Calculate the H+ ion concentration if 0.20M NH3 solution is 2.5% ionized.
0.2 x 0.025 = 0.005
..........NH3 + H2O ==> NH4^+ + OH^-
initial...0.20............0.......0
change....-0.005.......0.005....0.005
equil....0.195.........0.005...0.005
(OH^-) = 0.005.
You know (H^+)(OH^-) = Kw = 1E-14. Substitute and solve for (H^+).
To calculate the H+ ion concentration in an NH3 solution that is 2.5% ionized, we will use the concept of the ionization constant (Ka) of NH3. The equation for the ionization of NH3 is:
NH3 + H2O ⇌ NH4+ + OH-
The ionization constant (Ka) for NH3 is given as:
Ka = [NH4+][OH-] / [NH3]
Given that the NH3 solution is 2.5% ionized, we can assume that x is the concentration of NH3 that ionizes, and 0.20 - x is the concentration of un-ionized NH3.
According to the equation, at equilibrium, the concentration of NH4+ is equal to the concentration of OH-, so:
[NH4+] = [OH-]
Therefore, the equilibrium expression for the given reaction becomes:
Ka = [NH4+][[OH-]] / [NH3] = (x)(x) / (0.20 - x)
Since x represents the concentration of NH3 that ionizes, we can substitute 0.025 (2.5%) for x:
Ka = (0.025)(0.025) / (0.20 - 0.025)
Simplifying:
Ka = 0.000625 / 0.175
Next, we need to solve for the concentration of H+ ions, which is equal to the concentration of NH4+. We'll assume that the concentration of H+ is also equal to x.
So:
[H+] = x = [NH4+] = [OH-]
Finally, we can use the equation for water's ion product constant (Kw) to solve for the OH- concentration:
Kw = [H+][OH-] = 1.0e-14
Given that [H+] = [OH-], we have:
[H+]^2 = 1.0e-14
Taking the square root of both sides:
[H+] ≈ 1.0e-7
Therefore, the concentration of H+ ions in the NH3 solution is approximately 1.0e-7 M.
To calculate the H+ ion concentration in a solution, we need to use the concept of an equilibrium constant, also known as the ionization constant (Ka).
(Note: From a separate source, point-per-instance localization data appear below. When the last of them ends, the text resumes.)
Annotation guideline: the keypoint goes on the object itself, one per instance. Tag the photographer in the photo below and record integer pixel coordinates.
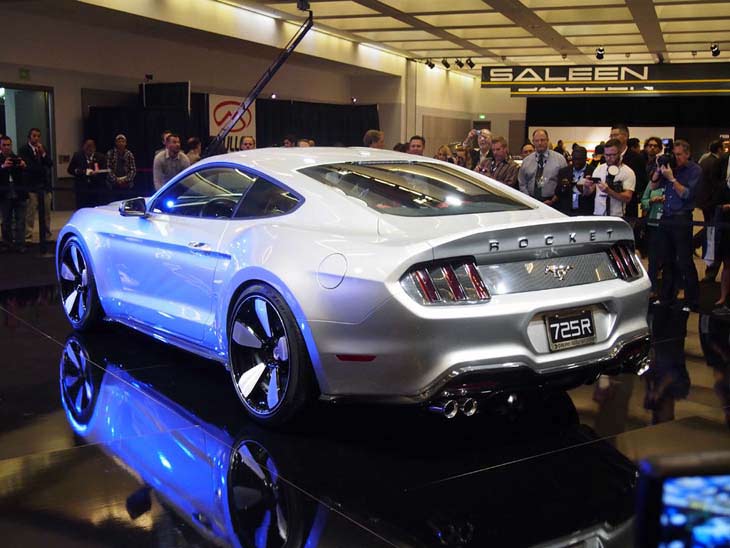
(613, 183)
(38, 163)
(13, 196)
(680, 178)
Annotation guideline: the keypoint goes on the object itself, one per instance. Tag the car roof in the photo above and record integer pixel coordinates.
(280, 159)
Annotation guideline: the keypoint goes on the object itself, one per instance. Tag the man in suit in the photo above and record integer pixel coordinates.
(539, 172)
(637, 164)
(13, 196)
(38, 160)
(84, 167)
(708, 194)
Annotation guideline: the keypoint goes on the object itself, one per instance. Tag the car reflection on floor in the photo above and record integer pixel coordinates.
(239, 485)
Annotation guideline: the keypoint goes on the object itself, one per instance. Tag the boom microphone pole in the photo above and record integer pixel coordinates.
(266, 77)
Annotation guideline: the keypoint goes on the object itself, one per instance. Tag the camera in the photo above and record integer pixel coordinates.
(683, 499)
(616, 186)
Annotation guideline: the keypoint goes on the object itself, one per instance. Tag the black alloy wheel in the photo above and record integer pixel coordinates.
(80, 380)
(268, 359)
(78, 289)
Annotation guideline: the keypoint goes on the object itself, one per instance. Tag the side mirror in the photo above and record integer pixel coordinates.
(135, 207)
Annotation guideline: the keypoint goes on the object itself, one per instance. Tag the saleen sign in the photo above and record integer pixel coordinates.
(676, 79)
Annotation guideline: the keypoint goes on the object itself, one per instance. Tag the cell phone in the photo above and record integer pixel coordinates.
(684, 500)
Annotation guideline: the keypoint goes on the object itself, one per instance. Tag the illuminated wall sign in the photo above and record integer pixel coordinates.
(221, 108)
(619, 79)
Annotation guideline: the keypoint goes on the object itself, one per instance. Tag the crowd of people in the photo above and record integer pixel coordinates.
(656, 189)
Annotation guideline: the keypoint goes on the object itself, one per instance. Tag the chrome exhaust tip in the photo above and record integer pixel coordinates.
(446, 408)
(469, 407)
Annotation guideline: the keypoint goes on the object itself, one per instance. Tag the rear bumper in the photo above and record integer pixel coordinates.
(417, 351)
(467, 379)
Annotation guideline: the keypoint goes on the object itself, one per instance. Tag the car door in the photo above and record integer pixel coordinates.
(167, 260)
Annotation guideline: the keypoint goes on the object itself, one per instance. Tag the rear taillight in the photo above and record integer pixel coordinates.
(448, 282)
(625, 262)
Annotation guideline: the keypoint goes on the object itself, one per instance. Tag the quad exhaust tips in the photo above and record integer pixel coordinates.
(450, 408)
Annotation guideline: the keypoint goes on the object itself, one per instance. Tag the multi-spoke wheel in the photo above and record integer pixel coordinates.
(79, 379)
(268, 359)
(265, 511)
(78, 290)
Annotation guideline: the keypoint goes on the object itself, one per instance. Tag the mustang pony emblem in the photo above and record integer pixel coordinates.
(559, 271)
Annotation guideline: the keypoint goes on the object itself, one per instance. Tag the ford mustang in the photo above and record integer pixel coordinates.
(356, 274)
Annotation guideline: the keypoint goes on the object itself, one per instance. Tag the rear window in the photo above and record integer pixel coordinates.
(414, 189)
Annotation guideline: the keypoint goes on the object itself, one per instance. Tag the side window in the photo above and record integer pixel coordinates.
(209, 193)
(265, 199)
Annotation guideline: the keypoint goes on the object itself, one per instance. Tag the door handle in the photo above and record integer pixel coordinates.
(199, 246)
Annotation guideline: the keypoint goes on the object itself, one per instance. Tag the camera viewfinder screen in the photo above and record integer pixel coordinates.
(695, 512)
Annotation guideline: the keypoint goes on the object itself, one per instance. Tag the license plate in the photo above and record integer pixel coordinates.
(569, 329)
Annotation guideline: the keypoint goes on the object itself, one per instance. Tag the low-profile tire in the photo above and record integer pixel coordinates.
(79, 298)
(268, 359)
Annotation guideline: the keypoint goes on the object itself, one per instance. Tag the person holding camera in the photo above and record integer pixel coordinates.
(613, 183)
(38, 163)
(571, 199)
(680, 178)
(13, 196)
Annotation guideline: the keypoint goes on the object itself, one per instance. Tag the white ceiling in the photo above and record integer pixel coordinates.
(514, 32)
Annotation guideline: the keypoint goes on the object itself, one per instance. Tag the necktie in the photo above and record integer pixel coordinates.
(537, 191)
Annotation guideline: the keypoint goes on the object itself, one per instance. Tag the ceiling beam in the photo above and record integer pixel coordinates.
(645, 17)
(524, 17)
(418, 24)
In this case, NH3 acts as a weak base that reacts with water to generate OH- ions and its conjugate acid NH4+.
The balanced equation for the reaction is as follows:
NH3 (aq) + H2O (l) ⇌ NH4+ (aq) + OH- (aq)
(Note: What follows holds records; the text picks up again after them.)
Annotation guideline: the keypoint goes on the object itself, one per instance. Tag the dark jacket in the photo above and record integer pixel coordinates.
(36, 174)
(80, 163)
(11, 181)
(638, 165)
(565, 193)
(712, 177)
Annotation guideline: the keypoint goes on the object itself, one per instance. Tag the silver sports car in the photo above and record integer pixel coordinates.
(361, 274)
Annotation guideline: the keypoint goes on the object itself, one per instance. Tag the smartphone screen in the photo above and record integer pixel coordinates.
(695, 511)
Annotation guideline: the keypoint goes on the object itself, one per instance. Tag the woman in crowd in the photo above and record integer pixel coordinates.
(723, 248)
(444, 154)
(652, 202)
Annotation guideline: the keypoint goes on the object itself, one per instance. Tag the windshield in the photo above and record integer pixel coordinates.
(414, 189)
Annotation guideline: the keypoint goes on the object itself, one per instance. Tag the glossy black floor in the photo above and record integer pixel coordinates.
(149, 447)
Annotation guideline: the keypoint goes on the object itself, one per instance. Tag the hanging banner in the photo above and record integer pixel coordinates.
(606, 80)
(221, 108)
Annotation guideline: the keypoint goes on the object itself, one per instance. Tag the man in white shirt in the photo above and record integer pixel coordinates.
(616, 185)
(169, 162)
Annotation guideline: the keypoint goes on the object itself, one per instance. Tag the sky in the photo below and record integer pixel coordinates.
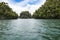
(24, 5)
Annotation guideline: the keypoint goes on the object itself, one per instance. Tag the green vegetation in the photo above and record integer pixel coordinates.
(25, 14)
(51, 9)
(6, 12)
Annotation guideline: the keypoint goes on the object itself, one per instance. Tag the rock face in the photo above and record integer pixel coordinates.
(6, 12)
(50, 10)
(25, 14)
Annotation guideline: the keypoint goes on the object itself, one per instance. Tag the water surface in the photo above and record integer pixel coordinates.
(30, 29)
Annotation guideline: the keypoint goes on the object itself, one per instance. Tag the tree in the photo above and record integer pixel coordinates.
(51, 9)
(25, 14)
(6, 12)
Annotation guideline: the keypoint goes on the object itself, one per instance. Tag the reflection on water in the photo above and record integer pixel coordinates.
(30, 29)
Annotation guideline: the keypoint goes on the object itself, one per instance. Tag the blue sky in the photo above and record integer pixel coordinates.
(24, 5)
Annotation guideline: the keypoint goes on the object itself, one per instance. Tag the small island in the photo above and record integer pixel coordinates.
(50, 10)
(6, 12)
(25, 15)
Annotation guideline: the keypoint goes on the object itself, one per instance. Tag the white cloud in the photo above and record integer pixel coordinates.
(24, 6)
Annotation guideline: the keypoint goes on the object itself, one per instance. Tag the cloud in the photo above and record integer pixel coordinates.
(24, 5)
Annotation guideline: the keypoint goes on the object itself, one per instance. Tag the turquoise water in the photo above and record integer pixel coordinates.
(30, 29)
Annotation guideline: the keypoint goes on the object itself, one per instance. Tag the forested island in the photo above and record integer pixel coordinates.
(25, 15)
(50, 10)
(6, 12)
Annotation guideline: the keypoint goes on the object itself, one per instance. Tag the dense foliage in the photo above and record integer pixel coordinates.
(6, 12)
(51, 9)
(25, 14)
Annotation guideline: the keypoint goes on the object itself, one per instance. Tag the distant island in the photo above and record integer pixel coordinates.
(25, 15)
(6, 12)
(50, 10)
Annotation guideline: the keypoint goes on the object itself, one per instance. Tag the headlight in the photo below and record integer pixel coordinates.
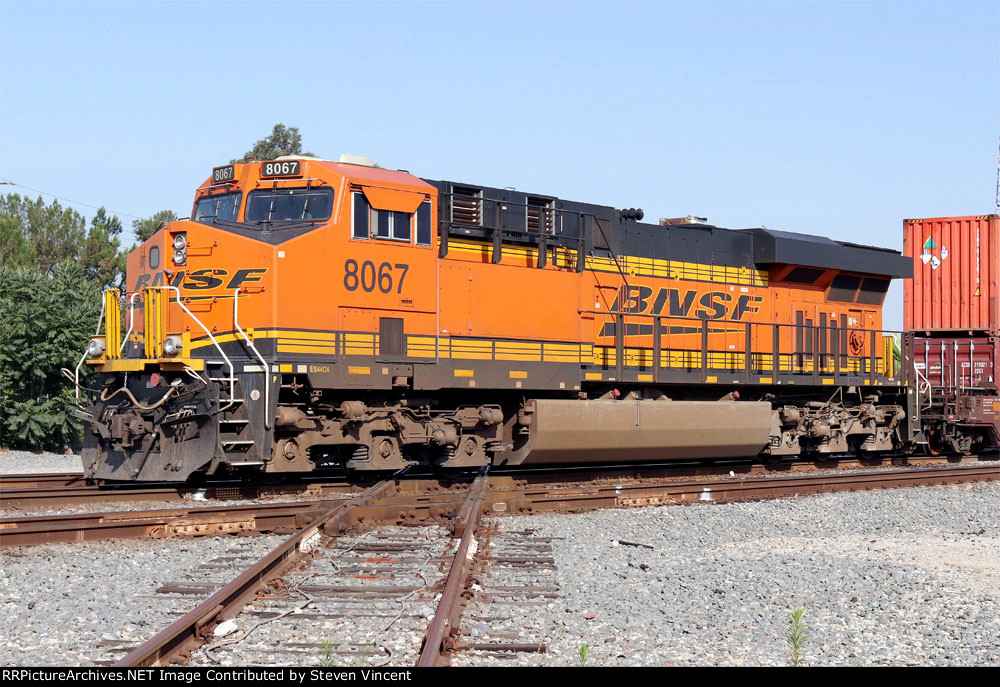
(180, 249)
(172, 345)
(95, 348)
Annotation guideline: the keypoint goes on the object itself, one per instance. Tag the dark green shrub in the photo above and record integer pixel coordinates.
(45, 323)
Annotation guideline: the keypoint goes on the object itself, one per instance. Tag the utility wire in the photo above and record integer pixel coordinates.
(8, 182)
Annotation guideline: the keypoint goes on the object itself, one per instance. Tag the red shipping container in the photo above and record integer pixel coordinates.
(955, 285)
(957, 363)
Given that the NH3 solution is 2.5% ionized, it means that only 2.5% of NH3 molecules are reacting to produce NH4+ and OH-. Therefore, we can assume that the concentration of NH4+ and OH- ions is 2.5% of the initial concentration of NH3.
First, let's calculate the concentration of NH4+ ions:
NH4+ concentration = (2.5/100) * 0.20 M
NH4+ concentration = 0.005 M
Since the reaction is in equilibrium, the concentration of OH- is equal to the concentration of NH4+. Therefore, OH- concentration is also 0.005 M.
Now, we need to consider that in water, the concentration of H+ ions and OH- ions will always be equal. Therefore, H+ concentration is also 0.005 M.
So, the H+ ion concentration in the 0.20 M NH3 solution, which is 2.5% ionized, is 0.005 M.